Dr Mendelsohn suggested the best way to eliminate the growing black market for vapes would be to instil a legal, regulated one – similar to how cigarettes and alcohol are currently sold – which would make e-cigarettes available to “those who need it”.

Vapes that do not contain nicotine are currently legal in NSW, but the inquiry heard many e-cigarettes with nicotine being sold without a label advertising the products as such.

Recent changes to the Commonwealth law banned the importation of disposable and non-therapeutic vapes, while vapes prescribed by a doctor or nurse practitioner for someone quitting smoking or managing a nicotine dependence are legal but regulated.

Dr Mendelsohn’s claims to the NSW inquiry were counteracted by health and educational officials, who told parliamentarians of the disturbing impact e-cigarettes were having on young people and the community more broadly.

Rowena Ivers from the RACGP said while there were early indicators suggested nicotine vapes were effective in smoking cessation, the long-term health effects of them had not yet been established.

“The immediate risks of NVPs however are identifiable and include intentional and accidental poisoning; acute nicotine toxicity; injuries, burns and lunch injury; and greater long-term exposure to nicotine than the use of other smoking cessation measures,” the RACGP noted in their submission.

Dr Ivers said when nicotine vapes had been prescribed by doctors, plain packaging like that required for cigarettes should be enforced.

Dr Mendelsohn said smoking cigarettes was the greater health crisis, suggesting long-term vape use was highly likely to be “considerably less harmful” than smoking, and that “no one has ever died from vaping nicotine”

Appearing later in the day, the state’s chief cancer officer Tracey O’Brien said vaping was such a new phenomenon there was not yet the evidence to show just how deadly vapes were.

“There is no definitive evidence that vaping causes cancer, but I’d take caution at putting a full stop after that sentence, simply because we don’t have the duration of time to be able to prove that,” Dr O’Brien said.

“Tobacco smoking took decades to prove that it caused cancer. It wasn’t until the 1960s that we knew that tobacco smoking caused lung cancer, and then several decades after that we now know that 15 other cancers apart from lung cancer are caused by tobacco smoking as well.

“We do know that there are 200 odd chemicals contained with vapes, and many of those chemicals are known to cause cancer.

“I have concerns about the health impacts in terms of cancer of the products that are currently being exposed to young people.”

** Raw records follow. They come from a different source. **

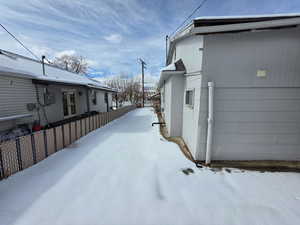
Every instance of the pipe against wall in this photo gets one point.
(210, 121)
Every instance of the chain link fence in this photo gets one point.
(25, 151)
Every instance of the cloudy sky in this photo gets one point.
(113, 34)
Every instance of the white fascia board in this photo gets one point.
(165, 75)
(248, 16)
(245, 26)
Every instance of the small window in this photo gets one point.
(94, 97)
(189, 98)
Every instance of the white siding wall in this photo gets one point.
(15, 93)
(191, 114)
(54, 112)
(176, 104)
(101, 105)
(167, 90)
(190, 51)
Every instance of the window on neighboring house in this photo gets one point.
(69, 103)
(94, 97)
(189, 98)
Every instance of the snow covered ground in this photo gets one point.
(125, 173)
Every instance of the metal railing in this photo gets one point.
(25, 151)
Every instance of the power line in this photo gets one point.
(195, 10)
(143, 80)
(14, 37)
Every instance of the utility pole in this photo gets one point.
(143, 82)
(167, 38)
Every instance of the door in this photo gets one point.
(69, 103)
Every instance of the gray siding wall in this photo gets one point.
(15, 93)
(256, 118)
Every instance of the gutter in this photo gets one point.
(210, 121)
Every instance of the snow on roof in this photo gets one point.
(16, 65)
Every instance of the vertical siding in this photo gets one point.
(190, 51)
(191, 114)
(255, 118)
(167, 104)
(15, 94)
(176, 105)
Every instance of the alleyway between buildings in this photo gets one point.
(126, 174)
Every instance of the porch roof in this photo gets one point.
(20, 66)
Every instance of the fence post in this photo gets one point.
(55, 140)
(1, 165)
(33, 148)
(46, 144)
(63, 135)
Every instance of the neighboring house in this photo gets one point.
(252, 64)
(33, 92)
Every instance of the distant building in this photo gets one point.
(28, 95)
(251, 66)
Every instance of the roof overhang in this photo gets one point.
(215, 25)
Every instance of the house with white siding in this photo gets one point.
(231, 88)
(33, 92)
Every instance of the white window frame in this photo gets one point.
(69, 92)
(189, 98)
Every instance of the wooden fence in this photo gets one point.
(25, 151)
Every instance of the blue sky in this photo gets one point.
(113, 34)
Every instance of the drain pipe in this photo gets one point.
(210, 121)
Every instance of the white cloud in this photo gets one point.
(114, 38)
(65, 52)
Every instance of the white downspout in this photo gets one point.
(210, 121)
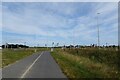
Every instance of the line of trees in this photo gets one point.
(14, 46)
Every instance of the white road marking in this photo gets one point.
(23, 75)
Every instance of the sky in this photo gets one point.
(40, 23)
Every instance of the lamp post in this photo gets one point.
(98, 30)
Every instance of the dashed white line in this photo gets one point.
(23, 75)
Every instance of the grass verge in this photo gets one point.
(12, 55)
(75, 66)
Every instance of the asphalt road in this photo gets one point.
(40, 65)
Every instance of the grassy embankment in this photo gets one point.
(12, 55)
(88, 63)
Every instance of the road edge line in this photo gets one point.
(23, 75)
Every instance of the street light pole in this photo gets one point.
(98, 31)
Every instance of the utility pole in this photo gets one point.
(98, 31)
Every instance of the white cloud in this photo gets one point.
(44, 21)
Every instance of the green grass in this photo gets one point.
(12, 55)
(76, 65)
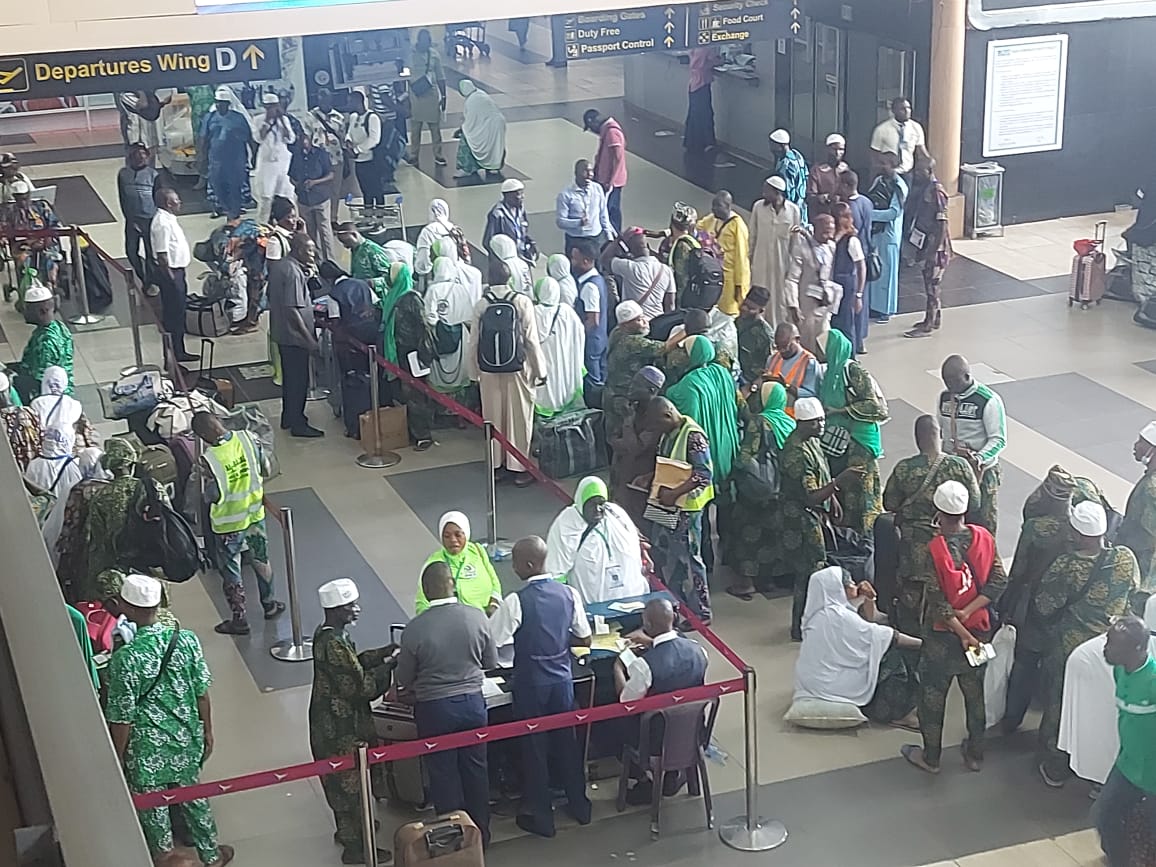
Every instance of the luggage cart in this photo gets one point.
(376, 222)
(465, 38)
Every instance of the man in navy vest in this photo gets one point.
(667, 662)
(543, 619)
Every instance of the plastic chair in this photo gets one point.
(686, 733)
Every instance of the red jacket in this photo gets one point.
(962, 584)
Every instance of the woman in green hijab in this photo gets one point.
(853, 404)
(404, 332)
(751, 549)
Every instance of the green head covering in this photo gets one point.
(832, 391)
(587, 489)
(118, 454)
(399, 282)
(775, 412)
(699, 350)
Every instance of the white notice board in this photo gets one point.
(1023, 104)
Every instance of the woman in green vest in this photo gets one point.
(474, 579)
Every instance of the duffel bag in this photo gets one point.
(571, 444)
(206, 317)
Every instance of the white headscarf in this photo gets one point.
(557, 266)
(563, 340)
(602, 562)
(458, 518)
(840, 652)
(482, 126)
(504, 247)
(53, 407)
(438, 227)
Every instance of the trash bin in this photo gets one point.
(982, 185)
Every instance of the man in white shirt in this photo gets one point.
(901, 135)
(170, 246)
(641, 275)
(273, 134)
(543, 620)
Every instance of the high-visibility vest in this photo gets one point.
(695, 501)
(237, 472)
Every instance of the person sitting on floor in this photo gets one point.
(845, 646)
(595, 547)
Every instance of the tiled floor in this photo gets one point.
(846, 797)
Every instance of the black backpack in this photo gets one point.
(499, 345)
(704, 288)
(157, 535)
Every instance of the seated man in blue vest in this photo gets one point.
(543, 619)
(665, 662)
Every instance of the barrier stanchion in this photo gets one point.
(497, 548)
(375, 457)
(751, 832)
(297, 649)
(365, 791)
(86, 317)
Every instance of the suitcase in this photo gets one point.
(1089, 269)
(449, 840)
(571, 444)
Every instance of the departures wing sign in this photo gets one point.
(73, 73)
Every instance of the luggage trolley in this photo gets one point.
(465, 38)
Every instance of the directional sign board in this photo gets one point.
(31, 76)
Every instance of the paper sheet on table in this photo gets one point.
(627, 607)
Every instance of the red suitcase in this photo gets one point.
(450, 840)
(1089, 269)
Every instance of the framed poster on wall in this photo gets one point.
(1023, 102)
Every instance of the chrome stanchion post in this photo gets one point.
(365, 790)
(86, 317)
(375, 457)
(297, 649)
(751, 832)
(497, 548)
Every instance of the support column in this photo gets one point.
(945, 124)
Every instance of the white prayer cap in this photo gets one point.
(628, 311)
(1088, 519)
(37, 293)
(141, 591)
(951, 498)
(808, 409)
(338, 592)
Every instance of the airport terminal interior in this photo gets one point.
(1077, 386)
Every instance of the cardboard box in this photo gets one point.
(394, 429)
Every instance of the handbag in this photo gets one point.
(835, 441)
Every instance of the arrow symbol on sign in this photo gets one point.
(253, 54)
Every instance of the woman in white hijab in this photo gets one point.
(597, 547)
(503, 246)
(57, 409)
(557, 266)
(449, 310)
(438, 227)
(88, 462)
(563, 339)
(482, 142)
(1088, 731)
(842, 647)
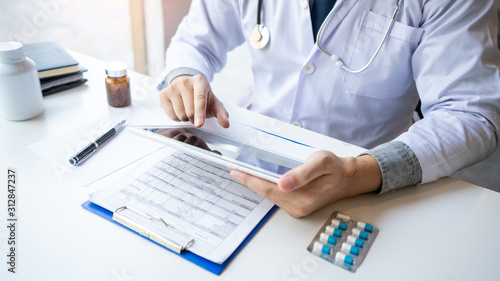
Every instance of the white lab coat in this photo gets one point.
(442, 52)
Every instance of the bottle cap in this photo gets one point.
(116, 69)
(11, 52)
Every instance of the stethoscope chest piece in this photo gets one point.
(260, 36)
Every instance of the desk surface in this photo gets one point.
(447, 230)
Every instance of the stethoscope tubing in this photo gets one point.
(336, 59)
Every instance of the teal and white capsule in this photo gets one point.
(359, 233)
(327, 239)
(350, 249)
(364, 226)
(355, 241)
(339, 224)
(343, 217)
(343, 258)
(321, 248)
(333, 231)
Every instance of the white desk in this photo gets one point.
(448, 230)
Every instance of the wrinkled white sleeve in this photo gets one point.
(205, 35)
(456, 72)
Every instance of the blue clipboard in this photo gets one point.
(215, 268)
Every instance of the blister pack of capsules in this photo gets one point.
(343, 241)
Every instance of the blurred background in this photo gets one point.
(138, 32)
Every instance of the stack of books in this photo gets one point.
(57, 69)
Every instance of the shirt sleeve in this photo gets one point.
(456, 70)
(398, 164)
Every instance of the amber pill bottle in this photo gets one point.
(118, 85)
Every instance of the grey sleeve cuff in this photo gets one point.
(399, 165)
(177, 72)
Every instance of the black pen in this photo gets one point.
(91, 148)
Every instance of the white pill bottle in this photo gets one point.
(20, 94)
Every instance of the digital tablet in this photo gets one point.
(231, 151)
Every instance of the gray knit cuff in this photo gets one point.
(175, 73)
(399, 165)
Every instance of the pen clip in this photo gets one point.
(85, 157)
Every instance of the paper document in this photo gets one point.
(195, 196)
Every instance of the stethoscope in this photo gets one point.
(261, 35)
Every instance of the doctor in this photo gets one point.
(355, 75)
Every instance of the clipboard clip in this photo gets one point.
(176, 247)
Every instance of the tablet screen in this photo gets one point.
(224, 149)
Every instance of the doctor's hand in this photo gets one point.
(324, 178)
(190, 98)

Education officials told parliamentarians they were concerned about the impacts vaping was having on the state’s students from both a behavioural and a health perspective.

Martin Graham from the department of education said vaping was a “rapidly growing health issue”.

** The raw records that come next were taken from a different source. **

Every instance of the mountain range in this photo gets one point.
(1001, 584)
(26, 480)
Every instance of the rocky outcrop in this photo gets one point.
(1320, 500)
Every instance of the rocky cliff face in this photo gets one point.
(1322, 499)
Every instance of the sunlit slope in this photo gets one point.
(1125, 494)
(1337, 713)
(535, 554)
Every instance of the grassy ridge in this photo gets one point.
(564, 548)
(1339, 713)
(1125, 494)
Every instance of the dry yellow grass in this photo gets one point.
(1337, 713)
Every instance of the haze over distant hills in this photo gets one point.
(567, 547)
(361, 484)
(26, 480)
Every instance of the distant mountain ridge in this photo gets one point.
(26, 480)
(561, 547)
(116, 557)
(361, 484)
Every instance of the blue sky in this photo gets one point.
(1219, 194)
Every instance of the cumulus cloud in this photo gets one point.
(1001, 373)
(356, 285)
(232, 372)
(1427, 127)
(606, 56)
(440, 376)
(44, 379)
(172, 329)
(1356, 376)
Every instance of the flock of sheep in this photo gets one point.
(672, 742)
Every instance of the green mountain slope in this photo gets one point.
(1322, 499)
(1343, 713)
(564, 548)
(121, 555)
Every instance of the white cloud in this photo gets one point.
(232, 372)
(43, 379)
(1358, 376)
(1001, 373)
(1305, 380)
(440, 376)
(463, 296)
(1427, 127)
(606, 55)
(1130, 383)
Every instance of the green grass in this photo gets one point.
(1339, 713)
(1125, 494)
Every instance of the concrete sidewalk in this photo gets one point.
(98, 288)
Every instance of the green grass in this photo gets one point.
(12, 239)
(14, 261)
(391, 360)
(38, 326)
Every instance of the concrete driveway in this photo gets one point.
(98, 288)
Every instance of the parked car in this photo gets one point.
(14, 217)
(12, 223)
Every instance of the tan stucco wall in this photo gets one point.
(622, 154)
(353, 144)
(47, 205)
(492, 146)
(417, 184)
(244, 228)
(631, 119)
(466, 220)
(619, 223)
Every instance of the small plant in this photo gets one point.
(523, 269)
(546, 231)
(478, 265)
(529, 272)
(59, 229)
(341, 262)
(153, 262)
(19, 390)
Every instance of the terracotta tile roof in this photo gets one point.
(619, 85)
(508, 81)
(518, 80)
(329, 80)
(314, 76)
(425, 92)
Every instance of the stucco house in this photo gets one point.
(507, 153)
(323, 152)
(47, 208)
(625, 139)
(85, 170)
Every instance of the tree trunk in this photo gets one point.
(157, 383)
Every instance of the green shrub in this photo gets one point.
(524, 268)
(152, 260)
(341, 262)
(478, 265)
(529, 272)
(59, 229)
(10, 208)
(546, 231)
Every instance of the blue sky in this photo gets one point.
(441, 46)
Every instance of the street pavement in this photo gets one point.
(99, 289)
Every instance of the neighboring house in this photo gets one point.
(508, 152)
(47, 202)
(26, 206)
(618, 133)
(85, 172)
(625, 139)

“It’s certainly a health issue that’s been identified in all schools and we’re absolutely approaching it as a health response,” he said.

“So if we do take any kind of action … the direction is not just about the education and why you shouldn’t vape, it’s also about moving on them on to cessation, like helping them to get off that and that’s a really important part of the health response.

Chief health officer Kerry Chant said she was concerned by the impact vaping had on young people’s mental health in particular.

“We’re concerned around that the fact that if someone is anxious or, or depressed or using it for any other reasons, then it can actually exacerbate those conditions,” she said.

“And you get this sort of cycle where the young person is vaping to relieve stress, but then … they become addicted to the nicotine and then when they try and stop the nicotine, they actually get all the symptoms of anxiety and feeling anxious.”